Hacker News new | ask | show | jobs
by cyrux004 992 days ago
This is pretty good. Do you think running models locally will be able to achieve performance (getting task done successfully) compared to cloud based ones.i am assuming for context of a drive through scenario it should be ok but more complex systems might need external infromation
1 comments

Definitely depends on the application, agreed. The more open ended the application the more dependent it is on larger LLMs (and other systems) that don't easily fit on edge. At the same time, progress is happening that is increasing the size of LLM that can be ran on edge. I imagine we end up in a hybrid world for many applications, where local models take a first pass (and also handle speech transcription) and only small requests are made to big cloud-based models as needed.
Can you share the source code? What did you do to improve the latency?
Lots of work around speculative decoding, optimizing across the ASR->LLM->TTS interfaces, fine-tuning smaller models while maintaining accuracy (lots of investment here), good old fashioned engineering around managing requests to the GPU, etc. We're considering commercializing this so I can't open source just yet, but if we end up not selling it I'll definitely think about opening it up.
Can you at least share the stack that you're using in building this? What kind of business model are you considering in commercializing it?

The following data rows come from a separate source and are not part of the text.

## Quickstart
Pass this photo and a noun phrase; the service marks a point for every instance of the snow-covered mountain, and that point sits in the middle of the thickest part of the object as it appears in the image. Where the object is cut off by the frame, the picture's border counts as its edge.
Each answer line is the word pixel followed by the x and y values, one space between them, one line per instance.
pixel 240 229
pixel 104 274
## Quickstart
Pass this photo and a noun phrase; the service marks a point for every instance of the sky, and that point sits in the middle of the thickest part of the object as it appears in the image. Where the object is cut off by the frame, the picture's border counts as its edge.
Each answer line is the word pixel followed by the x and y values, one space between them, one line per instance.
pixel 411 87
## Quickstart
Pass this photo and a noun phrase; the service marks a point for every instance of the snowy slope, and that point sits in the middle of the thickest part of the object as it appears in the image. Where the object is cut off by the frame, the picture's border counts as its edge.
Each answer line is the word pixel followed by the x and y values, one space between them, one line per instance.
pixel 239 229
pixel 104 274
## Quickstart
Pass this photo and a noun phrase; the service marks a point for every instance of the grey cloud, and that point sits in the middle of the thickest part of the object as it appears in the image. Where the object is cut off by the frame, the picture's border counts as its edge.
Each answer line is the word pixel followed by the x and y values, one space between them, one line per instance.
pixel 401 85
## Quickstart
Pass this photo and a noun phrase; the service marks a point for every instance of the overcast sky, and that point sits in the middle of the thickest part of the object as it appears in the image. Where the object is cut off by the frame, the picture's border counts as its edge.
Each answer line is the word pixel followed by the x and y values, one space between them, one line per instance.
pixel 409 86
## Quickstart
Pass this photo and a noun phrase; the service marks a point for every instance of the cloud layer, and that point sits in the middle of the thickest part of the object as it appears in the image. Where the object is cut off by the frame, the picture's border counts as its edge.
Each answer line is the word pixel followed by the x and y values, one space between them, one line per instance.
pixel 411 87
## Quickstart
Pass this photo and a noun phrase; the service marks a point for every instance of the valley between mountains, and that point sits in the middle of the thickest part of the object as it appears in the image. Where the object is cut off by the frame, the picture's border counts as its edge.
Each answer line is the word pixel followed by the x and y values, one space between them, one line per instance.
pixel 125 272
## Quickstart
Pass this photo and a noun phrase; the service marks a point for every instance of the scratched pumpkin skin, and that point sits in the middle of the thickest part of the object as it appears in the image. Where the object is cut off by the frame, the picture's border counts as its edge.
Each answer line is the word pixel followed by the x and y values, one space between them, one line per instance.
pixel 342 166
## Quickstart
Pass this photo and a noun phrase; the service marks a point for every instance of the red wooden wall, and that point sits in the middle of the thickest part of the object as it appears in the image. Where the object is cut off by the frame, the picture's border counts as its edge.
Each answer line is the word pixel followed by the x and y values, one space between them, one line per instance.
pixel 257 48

We're design the stack to be fairly flexible. It's Python/Pytorch under the hood, with the ability to plug and play various off the shelf models. For ASR we support GCP/AssemblyAI/etc, as well as a customized self-hosted version of Whisper that is tailored for stream processing. For the LLM we support fine-tuned GPT3 models, fine-tuned Google text-bison models, or locally hosted fine-tuned Llama models (and a lot of the project goes into how to do the fine-tuning to ensure accuracy and low latency). For the TTS we support Elevenlabs/GCP/etc, and they all tie into the latency reducing approaches.